Thesis: GUR Tool Development

Platform: PC · Engine: Unreal · Team Size: 1 · Timetable: Six months

As a producer, I identified the need for my capstone team to have analytics tools. After some research I found that there were no heat map tools available for independent or student developers. For my thesis, I decided to do research into the field of Games User Research (GUR), specifically for tool development, and generate a list of best practices. With this list of best practices I designed and created a data collection / heat map tool for the Unreal Engine. The tool was integrated into three different student projects at SMU Guildhall. I held user tests to collect data, and received feedback from developers using the tool.

My biggest learn from this project is directly related to one of the best practices I identified. The sixth best practice was that all data collected should be targeted and actionable. The idea behind this axiom is that collecting all kinds of data throughout the whole process can become very cumbersome. Developing a research question or hypothesis early lets you understand the data collection and analysis processes better and make decisions faster, because you're expecting results to either confirm or deny the hypothesis.


Contributions and Tools

Role: Researcher, Programmer

My Contributions:

  • Researched best practices for tool development in GUR
  • Identified list of best practices
  • Used best practices for initial tool design
  • Facilitated integration into three games
  • Received feedback from developers and iterated tool
  • Evaluated best practices list
  • Programmed using C++ and Blueprints for Unreal
  • Documented tool
  • Wrote research paper outlining development process
  • Presented findings at several milestones
  • Defended thesis to a panel of faculty and peers

Tools I Used Daily:

Documentation and Downloads


Risk Assessment/Management

ASSESSMENT: Moving uassets to another project

MANAGEMENT: Implement method to move assets or downscope project

Method: Research methods, implement plug-in in Unreal

The Unreal Engine makes it easy to move assets from one project to another by exporting the assets. Exporting requires both projects to be open on the same computer, which doesn't work for distribution of a tool. I researched other options and found Unreal plugins as a method to move these assets. Moving the project to the plugin was difficult due to a lack of documentation, but the move was successful and the tool became much easier to distribute.
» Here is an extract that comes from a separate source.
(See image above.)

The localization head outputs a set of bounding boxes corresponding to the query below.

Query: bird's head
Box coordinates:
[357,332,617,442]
ASSESSMENT: Collecting/storing data between levels

MANAGEMENT: Save data to PERSISTENT game object

Method: Write custom game instance to store data 

While collecting data using the BFL, the data needs to be stored somewhere. The most obvious solution was to save on the game instance. I researched the best way to save the data and I found that creating a custom game instance in C++ would allow me to get the functionality I needed while being able to talk to the BFL easier. I wrote the custom game instance and it is now used to store the data being collected.
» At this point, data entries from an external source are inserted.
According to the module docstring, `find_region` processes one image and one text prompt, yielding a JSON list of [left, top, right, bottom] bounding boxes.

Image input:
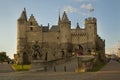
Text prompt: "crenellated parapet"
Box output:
[[96, 34, 105, 50], [85, 17, 97, 25], [97, 35, 105, 43], [71, 32, 87, 36]]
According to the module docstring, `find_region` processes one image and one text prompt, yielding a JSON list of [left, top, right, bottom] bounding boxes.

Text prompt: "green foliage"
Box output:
[[117, 59, 120, 63], [0, 52, 11, 62], [88, 63, 107, 72], [12, 64, 31, 71]]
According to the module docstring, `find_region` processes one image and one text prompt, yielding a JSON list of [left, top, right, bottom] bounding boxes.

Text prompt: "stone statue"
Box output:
[[32, 41, 41, 60]]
ASSESSMENT: Poor communication of project goals

MANAGEMENT: practice/rehearse project goals

Method: Clarify goals, change method of presentation, practice

My initial thesis pitch presentation went poorly. I presented all of my information on a single slide like a poster as was required. I did not do a good job of communicating my plans and goals. To respond, I worked to clarify my project goals and moved my presentation to a more traditional slide deck. I rehearsed the power point presentation and a demonstration of the tool and performed very well at the next round of presentations.
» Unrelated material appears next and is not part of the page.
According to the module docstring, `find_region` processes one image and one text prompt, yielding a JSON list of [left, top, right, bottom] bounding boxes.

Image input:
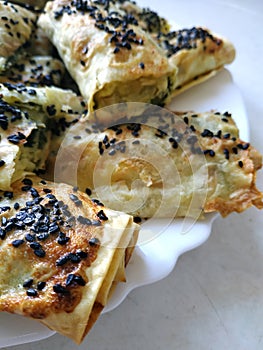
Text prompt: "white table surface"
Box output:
[[3, 1, 263, 349]]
ASSESSMENT: Project requires outside developers for feedback, scheduling problems

MANAGEMENT: SCHEDULE meetings, leave room in schedule

Method: Leave buffer room, stay fluid for developers' Schedules

I realized early the difficulties of working with developers on different game projects. Since their schedules were tough to work around, I left a buffer room in my development schedule for things to go wrong, and to schedule follow-up meetings if necessary. This padding came in handy as things invariably went wrong and things needed to be rescheduled. Due to the padding I ended up finishing the tool according to my initial deadline.